Walking through the garden to the lower end of the slope upon which the homestead of Benmohr was built, Wilfred saw that the course of the creek, dignified with the name of a river, had been arrested by a wide and solid embankment, half-way up the broad breast of which a sheet of deep, clear water came, while for a greater distance than the eye could reach along its winding course was a far-stretching reservoir, lake-like, reed-bordered, and half-covered with wild-fowl.

‘Here you see our greatest difficulty, Effingham, and our greatest triumph. When we took up this run a shallow stream ran in winter and spring, but in summer it was invariably dry. This exposed us to expense, even loss. So we resolved to construct a dam. We did so, at some cost in hired labour; a spring flood washed it away. Next year we tried again, and the same result followed. Then the neighbours pitied and “I told you so’d” us to such an extent that we felt that dam must be made and rendered permanent. We had six months’ work at it last summer; during most of the time I did navvy work, wheeling my barrow up and down a plank like the others. It was a stiff job. I invented additions, and faced it with stone. That fine sheet of water is the result of it; I believe it will stand now till the millennium, or the alteration of the land laws.’
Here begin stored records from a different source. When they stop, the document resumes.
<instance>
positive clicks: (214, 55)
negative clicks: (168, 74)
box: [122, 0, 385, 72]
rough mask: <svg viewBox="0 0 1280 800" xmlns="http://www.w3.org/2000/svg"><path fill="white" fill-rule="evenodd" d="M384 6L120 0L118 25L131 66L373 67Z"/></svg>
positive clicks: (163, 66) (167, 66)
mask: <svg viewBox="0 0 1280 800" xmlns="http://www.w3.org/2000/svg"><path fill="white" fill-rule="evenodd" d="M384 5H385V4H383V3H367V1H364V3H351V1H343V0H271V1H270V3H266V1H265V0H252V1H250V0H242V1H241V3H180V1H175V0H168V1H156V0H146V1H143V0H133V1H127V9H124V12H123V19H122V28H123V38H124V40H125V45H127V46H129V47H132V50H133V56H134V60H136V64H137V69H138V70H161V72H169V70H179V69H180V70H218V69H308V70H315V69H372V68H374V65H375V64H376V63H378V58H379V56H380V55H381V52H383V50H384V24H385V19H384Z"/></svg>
‘I quite envy you,’ said Wilfred. ‘A conflict with natural forces is always exciting. I am quite of your opinion; the great advantage of this Australian life is that a man enjoys the permission of society to work with his hands as well as his head.’
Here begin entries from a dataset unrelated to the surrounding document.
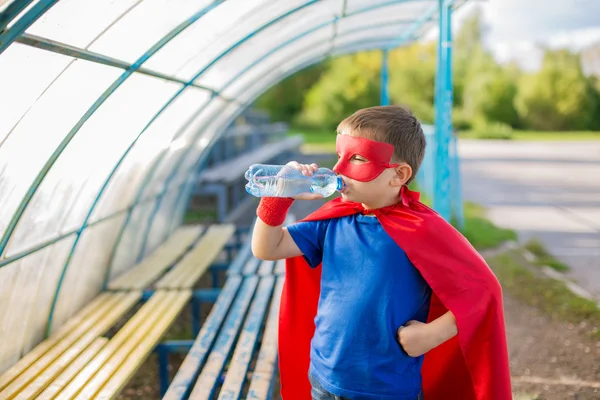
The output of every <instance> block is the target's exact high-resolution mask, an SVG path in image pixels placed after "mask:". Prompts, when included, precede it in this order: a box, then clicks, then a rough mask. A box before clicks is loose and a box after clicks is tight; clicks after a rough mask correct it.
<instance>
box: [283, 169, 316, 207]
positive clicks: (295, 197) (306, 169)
mask: <svg viewBox="0 0 600 400" xmlns="http://www.w3.org/2000/svg"><path fill="white" fill-rule="evenodd" d="M286 166H288V167H291V168H294V169H297V170H299V171H302V174H303V175H305V176H311V175H312V174H313V173H315V172H317V170H318V169H319V166H318V165H317V164H300V163H299V162H297V161H290V162H289V163H287V164H286ZM292 198H293V199H294V200H318V199H322V198H323V195H322V194H317V193H310V192H306V193H300V194H298V195H296V196H294V197H292Z"/></svg>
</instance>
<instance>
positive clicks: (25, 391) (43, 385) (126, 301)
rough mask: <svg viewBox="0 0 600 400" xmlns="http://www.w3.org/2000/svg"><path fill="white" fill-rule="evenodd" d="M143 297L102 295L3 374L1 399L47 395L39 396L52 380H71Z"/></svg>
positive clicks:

Leaving the water for an isolated wooden building in the neighbourhood of the offices, Mr. Hamilton opened the upper half of a stable-door and discovered to view a noble, dark chestnut thoroughbred in magnificent condition.
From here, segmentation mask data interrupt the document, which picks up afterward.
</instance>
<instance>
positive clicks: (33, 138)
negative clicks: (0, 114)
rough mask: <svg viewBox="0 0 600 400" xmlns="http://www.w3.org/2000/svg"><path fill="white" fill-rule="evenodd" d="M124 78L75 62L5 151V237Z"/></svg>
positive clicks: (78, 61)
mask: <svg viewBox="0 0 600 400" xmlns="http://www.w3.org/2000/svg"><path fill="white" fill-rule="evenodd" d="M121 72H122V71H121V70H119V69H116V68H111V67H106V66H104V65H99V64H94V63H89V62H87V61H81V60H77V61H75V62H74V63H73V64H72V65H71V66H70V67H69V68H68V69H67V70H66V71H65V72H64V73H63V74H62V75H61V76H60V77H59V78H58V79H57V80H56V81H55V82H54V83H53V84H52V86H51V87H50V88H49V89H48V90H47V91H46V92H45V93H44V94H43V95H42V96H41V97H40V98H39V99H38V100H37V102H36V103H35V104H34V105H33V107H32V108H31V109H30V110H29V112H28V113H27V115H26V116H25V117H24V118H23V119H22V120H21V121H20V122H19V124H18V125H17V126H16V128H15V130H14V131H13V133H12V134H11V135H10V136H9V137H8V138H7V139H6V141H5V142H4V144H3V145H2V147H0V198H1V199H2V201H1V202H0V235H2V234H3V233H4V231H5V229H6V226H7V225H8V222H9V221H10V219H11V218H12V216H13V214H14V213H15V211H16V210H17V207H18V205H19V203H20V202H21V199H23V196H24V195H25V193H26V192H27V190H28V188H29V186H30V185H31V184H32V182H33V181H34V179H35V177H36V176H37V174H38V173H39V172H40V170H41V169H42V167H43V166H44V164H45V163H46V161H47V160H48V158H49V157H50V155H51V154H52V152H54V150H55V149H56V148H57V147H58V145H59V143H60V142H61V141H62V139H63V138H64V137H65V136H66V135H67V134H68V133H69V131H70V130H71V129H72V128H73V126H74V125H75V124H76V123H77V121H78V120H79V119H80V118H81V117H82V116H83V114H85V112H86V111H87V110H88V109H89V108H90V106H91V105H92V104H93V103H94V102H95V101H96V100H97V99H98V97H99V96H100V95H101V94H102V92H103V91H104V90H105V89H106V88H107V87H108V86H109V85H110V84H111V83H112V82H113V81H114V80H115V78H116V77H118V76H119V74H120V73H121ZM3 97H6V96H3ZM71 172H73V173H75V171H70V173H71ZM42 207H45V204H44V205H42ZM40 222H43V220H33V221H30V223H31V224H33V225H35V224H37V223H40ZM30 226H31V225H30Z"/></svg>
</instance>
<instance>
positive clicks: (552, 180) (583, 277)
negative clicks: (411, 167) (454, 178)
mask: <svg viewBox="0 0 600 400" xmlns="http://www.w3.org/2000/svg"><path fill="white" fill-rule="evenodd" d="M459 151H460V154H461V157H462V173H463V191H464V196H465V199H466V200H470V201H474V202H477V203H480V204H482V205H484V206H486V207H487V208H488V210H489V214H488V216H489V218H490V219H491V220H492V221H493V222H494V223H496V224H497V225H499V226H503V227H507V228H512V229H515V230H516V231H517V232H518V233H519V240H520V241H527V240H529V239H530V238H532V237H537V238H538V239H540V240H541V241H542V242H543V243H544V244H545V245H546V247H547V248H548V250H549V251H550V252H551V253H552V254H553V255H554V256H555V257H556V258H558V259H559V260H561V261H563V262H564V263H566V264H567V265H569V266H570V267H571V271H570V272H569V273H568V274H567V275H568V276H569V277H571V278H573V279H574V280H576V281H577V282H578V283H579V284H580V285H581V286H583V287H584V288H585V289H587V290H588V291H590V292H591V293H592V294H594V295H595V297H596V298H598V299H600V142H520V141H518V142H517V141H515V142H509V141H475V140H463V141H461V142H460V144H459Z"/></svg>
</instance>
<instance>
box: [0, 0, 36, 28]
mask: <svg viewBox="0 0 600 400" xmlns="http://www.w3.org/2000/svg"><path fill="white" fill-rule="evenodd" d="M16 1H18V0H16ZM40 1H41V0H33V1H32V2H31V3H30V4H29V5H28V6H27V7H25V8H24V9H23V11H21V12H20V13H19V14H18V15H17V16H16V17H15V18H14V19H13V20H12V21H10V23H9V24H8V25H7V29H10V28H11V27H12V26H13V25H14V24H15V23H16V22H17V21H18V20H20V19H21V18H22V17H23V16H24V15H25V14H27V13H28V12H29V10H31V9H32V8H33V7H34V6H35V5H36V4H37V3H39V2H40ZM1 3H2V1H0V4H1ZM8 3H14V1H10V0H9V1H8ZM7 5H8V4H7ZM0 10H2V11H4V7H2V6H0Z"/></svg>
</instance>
‘Here is one of my daily tasks,’ said he, removing the gallant animal’s sheet and patting his neck. ‘In this case it is a labour of love, as I am passionately fond of horses, and have a theory of my own about breeding which I am trying to carry out. Isn’t he a beauty?’

Wilfred, looking at the satin skin of the grand animal before him, thought he had rarely seen his equal.

‘You observe,’ said Hamilton, ‘in this sire, if I mistake not, characteristics not often seen in English studs. Camerton combines the perfect symmetry, the beauty and matchless constitution of the desert Arab with the size and bone of the English thoroughbred.’

‘He does give me that idea, precisely,’ said Wilfred. ‘Wonderful make and shape. His back rib has the cask-like roundness of the true Arab; and what legs and feet! Looking at him you see an enlarged Arab.’

‘His grand-dam was a daughter of The Sheik, an Arab of the purest Seglawee strain of the Nejed, imported from India many years ago by a cavalry officer, whose charger he was. He has besides the Whisker, Gratis, and Emigrant blood. In him we have at once the horse of the new and of the old world—the size and strength of the Camerton type, the symmetry of the Arab, and such legs and feet as might have served Abdjar, the steed of Antar.’

When they re-entered the cottage they saw Mr. Churbett, who had intended to go home that morning, but finding the witty Canon such pleasant reading, thought he would start in the afternoon, finally making up his mind to stay another day and leave punctually after breakfast. There was nothing to do—he observed—and no one to talk to, when he did get home, so there was the less reason for haste.